Powering Australia’s post-covid recovery – by Professor Roy Green






Emeritus Professor Roy Green says Australia must rise to the challenge of managing its transition to a more dynamic, knowledge-based economy. Here Green argues that to do this, we must reverse the benign neglect of our research and higher education sectors.

What a bleak finding it was for policy-makers that Australia’s mining boom “sugar hit” masked a structural deterioration in the productivity performance of our economy.

This reflected not just the impact of the high dollar on the competitiveness of our non-mining exports, but also a failure to keep pace with the rest of the world in technological change and innovation.

Now that the Covid-19 crisis has exposed our vulnerability to external shocks, we can begin to address the cost of slipping down the Harvard Growth Lab Atlas of economic complexity, which measures the diversity and research-intensity of a country’s exports.

There is no longer any escape from the challenge of managing Australia’s transition to a more dynamic, knowledge-based economy.

Except that we must now face a potentially even bleaker finding, which bears a remarkable similarity to the mining boom. In recent years, the growing reliance of our universities on international student revenues to underwrite the costs not only of domestic teaching but also research has likewise masked an unsustainable business model.

Covid restrictions exposed this further vulnerability as revenues collapsed, with little likelihood of return to their previous levels.

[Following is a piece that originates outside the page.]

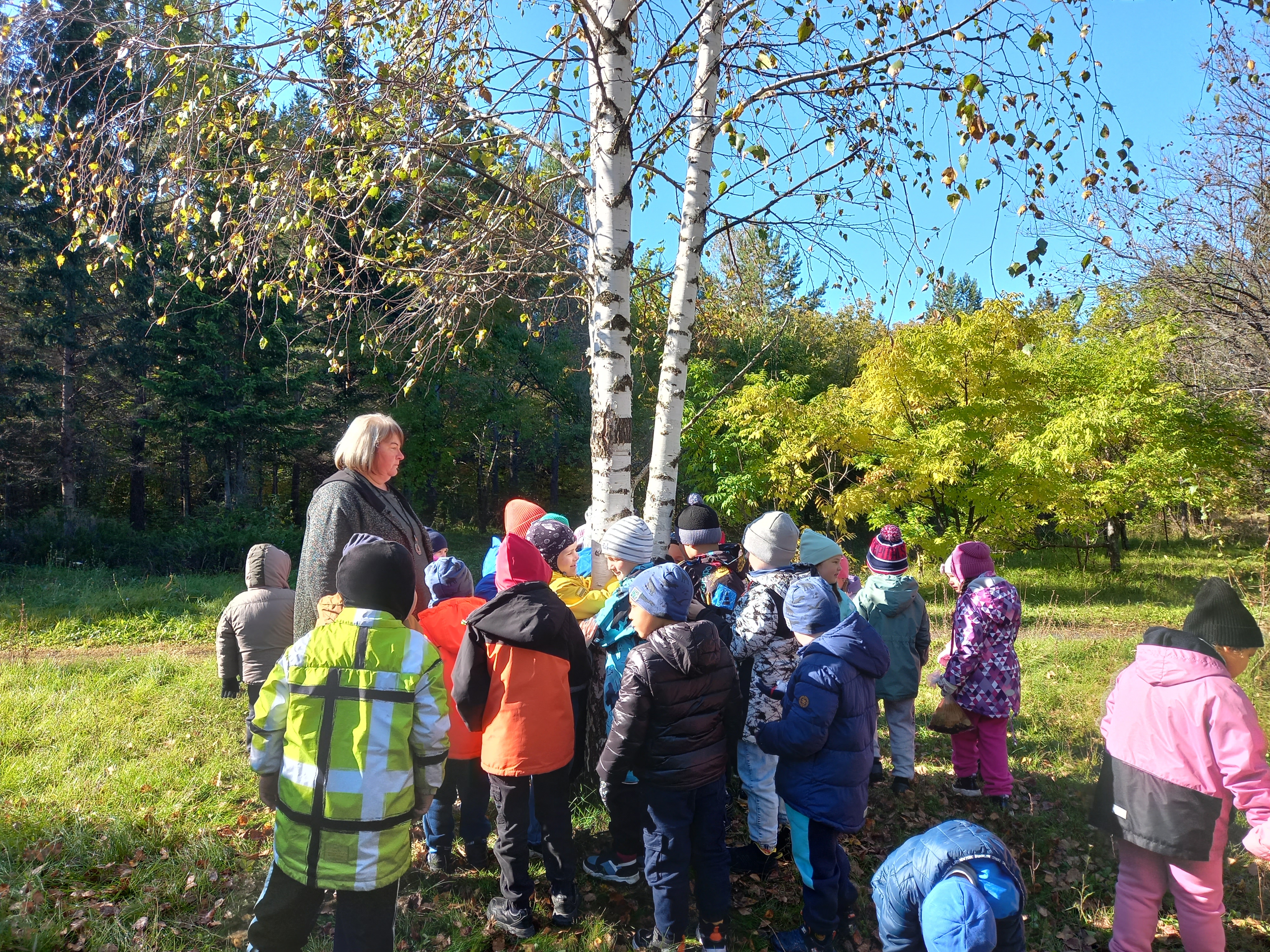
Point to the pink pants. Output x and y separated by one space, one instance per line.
1197 888
982 750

The Australian university business model was seemingly robust, at least while it lasted. And it was a convenient one for governments, which took the opportunity to reduce Commonwealth support per student, such that public funding has declined as a share of total university income to around 30 per cent.

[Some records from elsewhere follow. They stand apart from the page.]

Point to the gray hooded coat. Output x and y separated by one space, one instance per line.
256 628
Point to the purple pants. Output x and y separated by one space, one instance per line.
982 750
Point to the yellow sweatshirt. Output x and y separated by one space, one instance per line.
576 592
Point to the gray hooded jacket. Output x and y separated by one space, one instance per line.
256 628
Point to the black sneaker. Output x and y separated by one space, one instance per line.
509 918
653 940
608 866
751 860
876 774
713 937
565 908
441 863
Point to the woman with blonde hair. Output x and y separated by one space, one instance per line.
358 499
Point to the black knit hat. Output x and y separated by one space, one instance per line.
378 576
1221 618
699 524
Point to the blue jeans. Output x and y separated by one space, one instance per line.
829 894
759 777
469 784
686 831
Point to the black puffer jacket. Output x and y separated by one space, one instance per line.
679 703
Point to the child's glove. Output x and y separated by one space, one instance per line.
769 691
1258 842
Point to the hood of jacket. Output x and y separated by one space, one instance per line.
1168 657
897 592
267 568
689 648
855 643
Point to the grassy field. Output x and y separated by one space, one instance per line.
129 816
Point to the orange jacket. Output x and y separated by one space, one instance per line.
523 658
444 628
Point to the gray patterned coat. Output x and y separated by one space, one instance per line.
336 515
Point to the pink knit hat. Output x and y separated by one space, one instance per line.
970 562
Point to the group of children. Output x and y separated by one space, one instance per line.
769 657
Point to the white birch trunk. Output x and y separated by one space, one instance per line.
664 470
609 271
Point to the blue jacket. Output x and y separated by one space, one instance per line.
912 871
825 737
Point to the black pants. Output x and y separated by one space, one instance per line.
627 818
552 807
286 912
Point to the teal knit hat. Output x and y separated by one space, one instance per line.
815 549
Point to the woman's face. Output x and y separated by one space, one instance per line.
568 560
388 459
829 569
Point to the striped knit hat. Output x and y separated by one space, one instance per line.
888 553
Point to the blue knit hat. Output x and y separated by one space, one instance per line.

Few other countries would so readily concede a record of benign neglect.

While universities were able to thrive on their entrepreneurial efforts in the global education “market”, they could devote more resources to research, which consequently boosted rankings and attracted even more overseas students.

Again, this was convenient for governments as they presided over falling business and government expenditure on R&D, which at 1.79 per cent of GDP lags the OECD average of 2.4 per cent, with some countries well over three per cent.

Essentially, universities were encouraged to do the heavy lifting, with research investment increasing over the past seven years from $8.2bn to $11.2bn.

Not only did the Commonwealth contribution decline over this period, but its own investment in bodies such as CSIRO was cut from $3.8bn to $3.3bn.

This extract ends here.